Now $60 billion divided by 80 million taxpayers equals $750 per taxpayer -- so each trillion dollars of the national debt costs the average taxpayer $750 per year, every year that the debt is carried, forever. (Or until the government pays down its debt ... Ha! Just kidding!)

Thus, Obama’s expected $1.8 trillion deficit for this year projects to add $1,350 to the tax bill of each and every taxpayer on average, forever.

Well, one might judge that to be "not so bad" to mitigate a bad recession, standing by itself as a one-time thing. One can decide for oneself.

Except it is not a one-time thing standing by itself.

As of the end of last year the government’s outstanding explicit and implicit debt was $64 trillion. Add another year's interest on that, plus this year's $1.8 trillion deficit, and we will be well over $66 trillion at the end of this year. Which creates an explicit and implict annual interest liability to just carry the debt of more than $49,000 per taxpayer.
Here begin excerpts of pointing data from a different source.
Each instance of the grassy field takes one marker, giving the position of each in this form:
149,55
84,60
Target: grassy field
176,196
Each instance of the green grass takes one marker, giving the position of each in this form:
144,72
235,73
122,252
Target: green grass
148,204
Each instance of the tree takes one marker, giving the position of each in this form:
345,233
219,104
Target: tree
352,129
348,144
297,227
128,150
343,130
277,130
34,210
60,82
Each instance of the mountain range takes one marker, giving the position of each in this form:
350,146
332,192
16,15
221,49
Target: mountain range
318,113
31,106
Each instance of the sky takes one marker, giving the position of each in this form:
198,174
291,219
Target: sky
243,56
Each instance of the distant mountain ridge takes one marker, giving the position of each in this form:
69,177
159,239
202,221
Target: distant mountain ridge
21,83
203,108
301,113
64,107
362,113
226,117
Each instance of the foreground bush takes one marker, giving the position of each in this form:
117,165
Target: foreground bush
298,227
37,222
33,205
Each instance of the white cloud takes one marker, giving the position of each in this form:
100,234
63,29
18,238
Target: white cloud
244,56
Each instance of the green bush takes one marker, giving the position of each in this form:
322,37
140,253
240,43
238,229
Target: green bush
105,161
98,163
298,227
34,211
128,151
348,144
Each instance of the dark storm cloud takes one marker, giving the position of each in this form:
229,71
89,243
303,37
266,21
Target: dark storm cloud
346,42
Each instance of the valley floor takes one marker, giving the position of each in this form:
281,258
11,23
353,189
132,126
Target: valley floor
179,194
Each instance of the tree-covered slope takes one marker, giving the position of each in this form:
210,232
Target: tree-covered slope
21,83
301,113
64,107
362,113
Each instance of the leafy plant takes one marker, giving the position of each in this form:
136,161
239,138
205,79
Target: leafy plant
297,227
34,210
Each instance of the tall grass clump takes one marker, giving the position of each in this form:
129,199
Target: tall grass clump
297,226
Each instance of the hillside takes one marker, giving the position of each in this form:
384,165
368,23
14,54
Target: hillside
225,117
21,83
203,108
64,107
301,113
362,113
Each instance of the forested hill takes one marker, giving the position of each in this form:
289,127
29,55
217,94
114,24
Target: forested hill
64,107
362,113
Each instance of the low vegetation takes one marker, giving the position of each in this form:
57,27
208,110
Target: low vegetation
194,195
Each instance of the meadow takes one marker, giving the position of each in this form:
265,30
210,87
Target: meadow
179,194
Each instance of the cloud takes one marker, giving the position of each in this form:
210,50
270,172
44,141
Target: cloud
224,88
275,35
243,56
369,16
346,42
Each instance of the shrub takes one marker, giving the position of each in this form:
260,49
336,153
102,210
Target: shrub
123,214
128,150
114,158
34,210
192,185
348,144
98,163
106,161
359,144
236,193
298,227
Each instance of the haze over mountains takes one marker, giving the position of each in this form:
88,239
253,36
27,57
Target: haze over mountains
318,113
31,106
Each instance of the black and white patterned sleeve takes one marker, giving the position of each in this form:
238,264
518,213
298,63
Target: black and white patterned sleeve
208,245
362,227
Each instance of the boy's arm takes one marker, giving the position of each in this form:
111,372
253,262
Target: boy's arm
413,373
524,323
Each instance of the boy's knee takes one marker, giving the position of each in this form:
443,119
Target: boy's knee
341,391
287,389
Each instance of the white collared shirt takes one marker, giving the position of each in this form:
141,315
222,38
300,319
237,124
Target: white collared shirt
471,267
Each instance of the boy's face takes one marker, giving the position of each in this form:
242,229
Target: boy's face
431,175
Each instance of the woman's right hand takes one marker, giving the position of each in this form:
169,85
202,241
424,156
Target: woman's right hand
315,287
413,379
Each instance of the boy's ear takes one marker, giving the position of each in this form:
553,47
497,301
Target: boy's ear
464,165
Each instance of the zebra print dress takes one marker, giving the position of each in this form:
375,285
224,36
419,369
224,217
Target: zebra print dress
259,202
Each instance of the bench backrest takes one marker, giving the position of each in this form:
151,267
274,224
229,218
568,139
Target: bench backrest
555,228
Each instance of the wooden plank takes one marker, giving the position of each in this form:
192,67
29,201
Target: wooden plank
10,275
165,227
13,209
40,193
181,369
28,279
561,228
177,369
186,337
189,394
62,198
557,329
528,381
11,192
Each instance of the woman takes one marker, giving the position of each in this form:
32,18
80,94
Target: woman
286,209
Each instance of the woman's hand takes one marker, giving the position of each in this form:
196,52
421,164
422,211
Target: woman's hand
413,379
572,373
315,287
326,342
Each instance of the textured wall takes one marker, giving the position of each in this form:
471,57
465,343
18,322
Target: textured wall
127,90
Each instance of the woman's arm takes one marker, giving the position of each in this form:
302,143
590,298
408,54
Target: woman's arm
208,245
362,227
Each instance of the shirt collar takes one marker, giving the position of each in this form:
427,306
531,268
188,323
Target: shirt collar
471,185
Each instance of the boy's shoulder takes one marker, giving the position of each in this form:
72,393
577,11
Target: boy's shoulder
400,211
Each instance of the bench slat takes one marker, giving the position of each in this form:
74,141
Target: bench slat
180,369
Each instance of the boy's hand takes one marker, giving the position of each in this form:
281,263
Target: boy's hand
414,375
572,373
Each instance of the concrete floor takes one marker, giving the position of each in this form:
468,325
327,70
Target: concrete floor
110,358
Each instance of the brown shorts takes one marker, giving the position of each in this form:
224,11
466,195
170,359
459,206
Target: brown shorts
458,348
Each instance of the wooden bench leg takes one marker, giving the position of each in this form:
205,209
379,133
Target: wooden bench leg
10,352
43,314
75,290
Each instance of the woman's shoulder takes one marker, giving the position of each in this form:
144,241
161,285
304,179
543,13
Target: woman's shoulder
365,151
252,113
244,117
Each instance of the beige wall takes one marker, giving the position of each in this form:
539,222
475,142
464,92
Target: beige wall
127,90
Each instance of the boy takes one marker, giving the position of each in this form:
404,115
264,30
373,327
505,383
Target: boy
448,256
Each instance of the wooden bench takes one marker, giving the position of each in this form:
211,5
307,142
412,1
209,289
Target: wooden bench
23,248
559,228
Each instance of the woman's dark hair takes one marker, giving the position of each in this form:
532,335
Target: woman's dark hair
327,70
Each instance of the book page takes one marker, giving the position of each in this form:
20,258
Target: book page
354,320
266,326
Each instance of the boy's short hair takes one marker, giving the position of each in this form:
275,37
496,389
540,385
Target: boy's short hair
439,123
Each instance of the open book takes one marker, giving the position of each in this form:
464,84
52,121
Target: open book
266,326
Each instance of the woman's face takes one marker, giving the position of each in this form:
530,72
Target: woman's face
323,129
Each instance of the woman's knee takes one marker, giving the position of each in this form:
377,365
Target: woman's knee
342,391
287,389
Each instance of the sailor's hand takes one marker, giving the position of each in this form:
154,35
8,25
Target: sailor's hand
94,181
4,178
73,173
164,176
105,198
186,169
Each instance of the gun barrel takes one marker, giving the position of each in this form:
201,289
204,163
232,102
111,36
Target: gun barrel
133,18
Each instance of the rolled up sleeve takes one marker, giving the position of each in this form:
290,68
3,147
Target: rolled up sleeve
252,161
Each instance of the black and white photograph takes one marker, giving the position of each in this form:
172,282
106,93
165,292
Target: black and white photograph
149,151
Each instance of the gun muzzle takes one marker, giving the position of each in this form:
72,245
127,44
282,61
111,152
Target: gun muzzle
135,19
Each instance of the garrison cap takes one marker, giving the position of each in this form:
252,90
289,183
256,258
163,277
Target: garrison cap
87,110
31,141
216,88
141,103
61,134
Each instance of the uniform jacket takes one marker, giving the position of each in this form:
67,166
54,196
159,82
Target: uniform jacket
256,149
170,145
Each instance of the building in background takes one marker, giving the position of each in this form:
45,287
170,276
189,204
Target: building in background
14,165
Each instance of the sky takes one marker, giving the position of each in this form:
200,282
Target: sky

As of today most of that is implicit (for unfunded Medicare liabilities, etc.) but every year from now on (as more seniors retire and start collecting Medicare, etc) more of the debt will shift from being implicit to explicit, requiring cash tax collections to pay for it.

Median household income in the US is about $50,000. So as more and more of the debt becomes explicit, moving the cash tax cost of carrying it towards $49,000 per taxpayer, we will by the year 2027, a mere 18 years away, get to here.

Hmm ... $66 trillion is 22 separate piles of dollar bills each reaching all the way to the moon, or 14,652 Nimitz class aircraft carriers.

So I guess, in this big scheme of things, a mere ‘nother trillion dollars added to the national debt, as a “stimulus” or whatever, may not be so much after all.

Sort of like a tray of ice cubes spilled on the deck of the Titanic.